The rise of menswear is one of the big success stories of the global economic recovery. After contracting badly as a result of the crash of 2008 – down 6.2% in the US alone – menswear began to pick up in 2010 and averaged growth of 17.4% in the five years that followed, putting it ahead of items such as cameras, cosmetics and health products. This has given it understandable appeal to investors, but if you’re thinking of buying into it, how can you expect stocks to perform going forward, and what do you need to know to make good choices?
In the past, interest in menswear has been something of an elite preserve. Ordinary guys were expected to wear what their wives or mothers bought for them, and to hate shopping. In recent years, all that has changed. Trends like lumbersexuality have shown that it’s possible to be traditionally masculine but still make active choices about clothes. This has led to the development and expansion of new markets that are, as yet, far from reaching saturation point. Unlike with womenswear, this isn’t simply about persuading people to buy new gear for a new season – it’s about selling them the basics and helping them build up their wardrobes almost from scratch.
Although luxury menswear hasn’t been expanding at the same rate as its mass-market counterpart, it has still experienced growth, partly because increasing disposable incomes have seen more men considering designer fashion than ever before. Changing attitudes to masculinity and fashion mean it’s also started to get wider press coverage, encouraging consumers to save up for the occasional item even if they can’t afford to make it a wardrobe mainstay.
An investor’s perspective
If you’re considering investing in the menswear sector, it’s a good idea to talk to an expert first. Pete Briger is an investment management professional who has worked across several sectors and spent 15 years at Goldman Sachs, giving him solid expertise when it comes to the behavior of international markets. He’s also worked for the US treasury, so he has amazing contacts. Pete sees the menswear market continuing to grow for at least the next five years, though for the best rates of growth, it’s advisable to move quickly.

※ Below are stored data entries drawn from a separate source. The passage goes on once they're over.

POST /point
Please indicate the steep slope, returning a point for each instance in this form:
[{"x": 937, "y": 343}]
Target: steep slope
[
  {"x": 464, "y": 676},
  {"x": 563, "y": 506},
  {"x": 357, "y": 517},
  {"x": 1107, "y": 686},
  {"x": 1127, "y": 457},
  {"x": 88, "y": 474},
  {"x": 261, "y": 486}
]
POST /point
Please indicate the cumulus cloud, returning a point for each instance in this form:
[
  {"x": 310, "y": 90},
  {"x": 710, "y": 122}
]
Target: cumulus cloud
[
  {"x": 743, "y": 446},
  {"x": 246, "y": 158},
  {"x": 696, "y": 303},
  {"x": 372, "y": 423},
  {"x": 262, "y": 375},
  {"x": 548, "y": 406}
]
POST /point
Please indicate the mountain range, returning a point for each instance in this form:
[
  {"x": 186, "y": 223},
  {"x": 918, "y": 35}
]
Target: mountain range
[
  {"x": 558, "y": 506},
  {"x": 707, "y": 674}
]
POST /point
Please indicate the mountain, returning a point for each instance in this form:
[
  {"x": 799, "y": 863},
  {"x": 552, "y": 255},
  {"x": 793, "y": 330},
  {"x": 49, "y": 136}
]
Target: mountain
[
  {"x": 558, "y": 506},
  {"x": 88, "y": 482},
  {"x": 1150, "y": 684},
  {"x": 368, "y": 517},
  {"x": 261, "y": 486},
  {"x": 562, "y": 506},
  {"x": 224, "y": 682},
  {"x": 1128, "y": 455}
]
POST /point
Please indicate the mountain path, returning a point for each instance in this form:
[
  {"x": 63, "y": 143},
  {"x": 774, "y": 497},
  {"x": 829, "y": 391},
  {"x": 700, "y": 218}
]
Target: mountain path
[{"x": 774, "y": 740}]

Some investors have asked if the menswear market is just a bubble that will burst when it hits saturation point. The good news is that even if it gradually slows in the west, it’s still a long way from reaching that point in the Asia Pacific region, where rising standards of living, and cultures that place a heavy emphasis on personal elegance mean millions of men are spending more on looking good. All the big fashion houses are looking to the east to secure their long-term prospects.
Menswear is expected to be worth $40bn globally by 2019, so it’s a sector well worth taking a look at. The right shares could provide you with some very impressive profits.